MacArthur's allies say voters may well reward the congressman for taking action and forging compromise in a gridlocked Washington.
"I didn't go to Congress to be somebody, I didn't go to take up space," he said in an interview Thursday, saying he is aware of the potential political fallout, but not focused on it. "This is a genuine effort to save a crumbling system before a lot of people get hurt."
His plan, dubbed "the MacArthur amendment" in the halls of the Capitol, won him a major legislative victory and put him in close contact with the White House and House Speaker Paul Ryan. MacArthur was in touch with Trump — whose father he knew well from his days decades ago handling Fred Trump's insurance claims — and especially Pence. In the most intense period of negotiation, MacArthur and the vice president spoke practically daily, MacArthur said.
MacArthur has also laid groundwork in New Jersey, forging ties with key Republicans across the state.

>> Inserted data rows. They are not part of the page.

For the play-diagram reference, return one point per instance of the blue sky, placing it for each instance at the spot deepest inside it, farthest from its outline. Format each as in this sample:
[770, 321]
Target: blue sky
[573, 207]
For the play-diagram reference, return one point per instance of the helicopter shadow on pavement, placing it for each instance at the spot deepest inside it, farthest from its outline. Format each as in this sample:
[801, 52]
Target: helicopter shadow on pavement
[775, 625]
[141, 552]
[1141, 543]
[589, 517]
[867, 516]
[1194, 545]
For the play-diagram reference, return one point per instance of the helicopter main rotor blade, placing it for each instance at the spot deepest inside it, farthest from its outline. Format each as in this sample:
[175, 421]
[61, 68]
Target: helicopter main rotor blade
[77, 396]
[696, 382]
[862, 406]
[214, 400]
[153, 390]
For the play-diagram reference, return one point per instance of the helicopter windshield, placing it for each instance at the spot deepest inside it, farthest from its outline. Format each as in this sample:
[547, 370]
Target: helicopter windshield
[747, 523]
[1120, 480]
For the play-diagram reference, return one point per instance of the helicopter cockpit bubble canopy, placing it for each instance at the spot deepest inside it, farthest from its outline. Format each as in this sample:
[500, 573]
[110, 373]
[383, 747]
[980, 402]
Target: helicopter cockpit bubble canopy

"Prior to the health-care conversation, I think it's fair to say the congressman has been slowly building a lot of street credit with the Republican infrastructure," said Dale Florio, former chairman of the Somerset County GOP. "People have been impressed."

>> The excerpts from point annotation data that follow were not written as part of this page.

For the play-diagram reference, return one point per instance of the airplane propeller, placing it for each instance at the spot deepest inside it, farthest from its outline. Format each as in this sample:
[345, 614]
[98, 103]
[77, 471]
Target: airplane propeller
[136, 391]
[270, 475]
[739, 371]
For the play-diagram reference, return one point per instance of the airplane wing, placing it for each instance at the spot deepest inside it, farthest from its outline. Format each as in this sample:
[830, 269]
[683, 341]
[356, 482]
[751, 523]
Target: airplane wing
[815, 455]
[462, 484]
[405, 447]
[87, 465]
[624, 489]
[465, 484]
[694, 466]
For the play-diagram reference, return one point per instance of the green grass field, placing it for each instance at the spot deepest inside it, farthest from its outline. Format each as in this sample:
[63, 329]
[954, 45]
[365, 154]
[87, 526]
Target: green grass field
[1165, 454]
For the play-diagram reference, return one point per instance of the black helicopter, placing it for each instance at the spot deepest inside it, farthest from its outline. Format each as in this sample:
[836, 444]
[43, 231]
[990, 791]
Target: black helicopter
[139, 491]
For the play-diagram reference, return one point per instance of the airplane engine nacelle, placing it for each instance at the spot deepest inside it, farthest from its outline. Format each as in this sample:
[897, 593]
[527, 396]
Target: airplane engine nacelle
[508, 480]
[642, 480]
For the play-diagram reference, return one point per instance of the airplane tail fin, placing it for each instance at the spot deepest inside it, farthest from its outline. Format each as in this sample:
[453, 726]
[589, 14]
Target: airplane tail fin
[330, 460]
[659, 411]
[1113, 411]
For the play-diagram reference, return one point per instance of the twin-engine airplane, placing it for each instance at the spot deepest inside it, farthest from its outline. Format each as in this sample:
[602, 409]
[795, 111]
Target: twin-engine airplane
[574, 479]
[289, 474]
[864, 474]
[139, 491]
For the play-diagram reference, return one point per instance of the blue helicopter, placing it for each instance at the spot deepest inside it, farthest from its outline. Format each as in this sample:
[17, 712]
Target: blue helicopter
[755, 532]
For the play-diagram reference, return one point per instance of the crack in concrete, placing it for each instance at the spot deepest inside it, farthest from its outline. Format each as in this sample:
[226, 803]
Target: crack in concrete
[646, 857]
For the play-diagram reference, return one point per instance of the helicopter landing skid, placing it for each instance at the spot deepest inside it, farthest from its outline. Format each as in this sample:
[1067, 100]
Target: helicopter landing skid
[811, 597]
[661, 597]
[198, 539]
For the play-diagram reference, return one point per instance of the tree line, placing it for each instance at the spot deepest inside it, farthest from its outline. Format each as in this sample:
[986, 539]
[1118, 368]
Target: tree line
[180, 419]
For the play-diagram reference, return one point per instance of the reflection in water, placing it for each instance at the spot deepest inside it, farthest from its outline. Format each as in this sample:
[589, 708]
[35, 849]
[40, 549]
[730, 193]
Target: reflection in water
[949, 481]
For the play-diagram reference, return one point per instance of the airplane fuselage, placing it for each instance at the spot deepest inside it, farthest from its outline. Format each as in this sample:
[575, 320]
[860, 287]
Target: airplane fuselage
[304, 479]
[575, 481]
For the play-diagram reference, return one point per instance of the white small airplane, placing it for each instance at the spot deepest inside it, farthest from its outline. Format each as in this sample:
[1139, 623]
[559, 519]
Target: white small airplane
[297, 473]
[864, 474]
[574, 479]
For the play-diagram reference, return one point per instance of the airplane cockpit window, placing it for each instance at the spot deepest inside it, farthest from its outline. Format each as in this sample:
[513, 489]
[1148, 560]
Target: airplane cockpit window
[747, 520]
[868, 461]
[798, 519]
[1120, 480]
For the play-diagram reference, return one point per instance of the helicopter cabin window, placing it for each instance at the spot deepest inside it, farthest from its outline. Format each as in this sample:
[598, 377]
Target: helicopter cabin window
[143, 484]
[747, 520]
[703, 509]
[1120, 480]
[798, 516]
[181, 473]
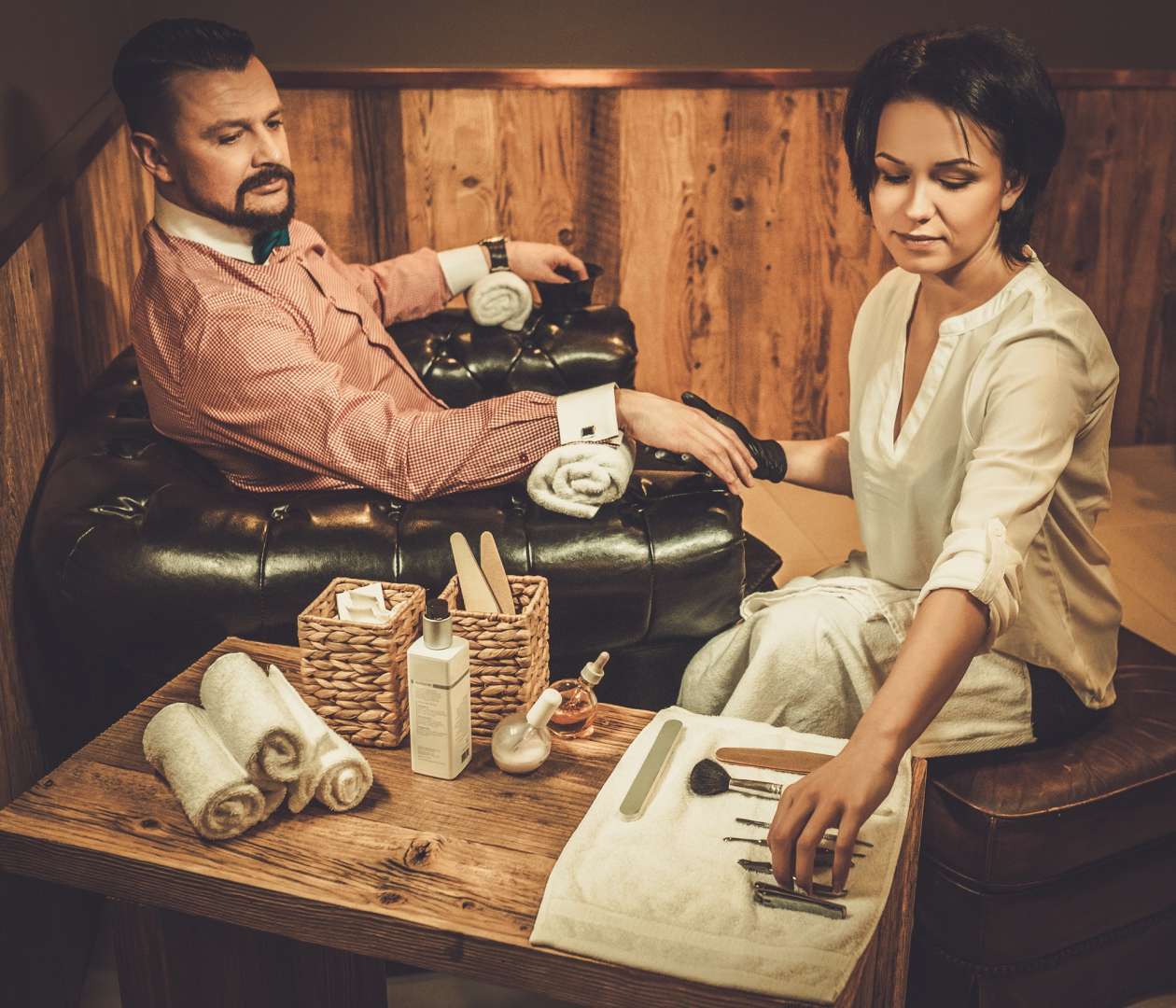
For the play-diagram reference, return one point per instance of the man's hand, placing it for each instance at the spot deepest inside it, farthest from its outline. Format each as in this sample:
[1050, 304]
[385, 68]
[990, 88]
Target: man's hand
[844, 794]
[665, 424]
[534, 260]
[770, 461]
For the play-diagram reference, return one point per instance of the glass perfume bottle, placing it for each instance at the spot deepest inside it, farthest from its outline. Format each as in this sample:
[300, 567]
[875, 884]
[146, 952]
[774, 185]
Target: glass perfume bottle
[523, 741]
[577, 713]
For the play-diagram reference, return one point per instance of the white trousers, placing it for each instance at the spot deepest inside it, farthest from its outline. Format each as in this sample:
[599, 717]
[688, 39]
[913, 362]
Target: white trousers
[813, 654]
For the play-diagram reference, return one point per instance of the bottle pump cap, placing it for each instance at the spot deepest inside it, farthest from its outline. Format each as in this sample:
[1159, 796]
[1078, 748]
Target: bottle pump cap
[437, 627]
[542, 709]
[594, 670]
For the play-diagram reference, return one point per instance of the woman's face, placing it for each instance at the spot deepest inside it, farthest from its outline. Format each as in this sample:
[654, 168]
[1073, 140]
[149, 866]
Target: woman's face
[934, 206]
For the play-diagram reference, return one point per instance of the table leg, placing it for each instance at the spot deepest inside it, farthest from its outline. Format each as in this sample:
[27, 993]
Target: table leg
[172, 959]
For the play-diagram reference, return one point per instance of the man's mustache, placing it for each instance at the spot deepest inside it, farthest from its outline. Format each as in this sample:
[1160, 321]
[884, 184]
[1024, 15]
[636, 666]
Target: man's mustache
[267, 176]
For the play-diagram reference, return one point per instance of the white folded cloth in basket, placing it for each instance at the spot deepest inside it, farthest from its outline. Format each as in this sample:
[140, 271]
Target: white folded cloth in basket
[213, 787]
[253, 721]
[578, 478]
[500, 299]
[335, 772]
[665, 891]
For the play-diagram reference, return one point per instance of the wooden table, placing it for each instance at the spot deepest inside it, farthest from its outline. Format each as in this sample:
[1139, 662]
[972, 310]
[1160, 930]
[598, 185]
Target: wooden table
[302, 911]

If Democrats win the governor's race this year, as they are favored to do, "Tom MacArthur's name will certainly be on many people's short list" to run in 2021, said Bill Spadea, a conservative radio host on New Jersey 101.5. Others see him as a potential Senate candidate next year.
"Man, you don't find many politicians willing to stick their neck out on policy," Spadea said in an interview.
MacArthur said he's "not actively" considering statewide office but did not rule it out, saying, "I am always open to where I think I can accomplish the most good."
He said that was his goal in trying to help overhaul the Affordable Care Act, which he blames for rising premiums and diminishing choices. He backed the GOP's original plan to repeal and replace the law, and, when that failed, defied the House centrists to cut a deal with hard-line conservatives and bring the measure closer to passage.
His plan would let states opt out of some Obamacare rules intended to hold down prices for people with costly preexisting medical conditions, like cancer, asthma, or pregnancies. MacArthur said other protections would help such people obtain insurance and keep it affordable for those who maintain their coverage.
Nonpartisan congressional analysts, however, predict that the overall House plan could increase the ranks of the uninsured by 24 million, and independent groups say it will take a toll on states like New Jersey and Pennsylvania, which have expanded Medicaid under the law. Some half a million people in the Garden State have gained health coverage through the provision.
Already, the nonpartisan Cook Political Report, an election forecaster, downgraded MacArthur's chances to win reelection, though his race is still rated "likely Republican."
"The last few cycles, former insurance executive MacArthur's personal wealth has scared top-tier Democrats away from running," wrote David Wasserman, a political analyst for the Cook Political Report. "But his new role as the architect of House Republicans' health-care compromise could make him a target."
The safe thing for MacArthur, said Republican consultant Chris Russell, would have been to stay away from an issue as charged as health care. But Russell, who advised MacArthur on both of his House campaigns, said the congressman wanted to be involved in big issues, "so I was not surprised at all when he decided to put his nose in this thing." If his plan works, it could make insurance more affordable for millions, he said.
But few at MacArthur's town hall believed that.
Elaine Hoffman, a teacher from Hamilton, beamed at the sight of hundreds of people turning out to confront the congressman. She said, "I just hope they turn out in 2018."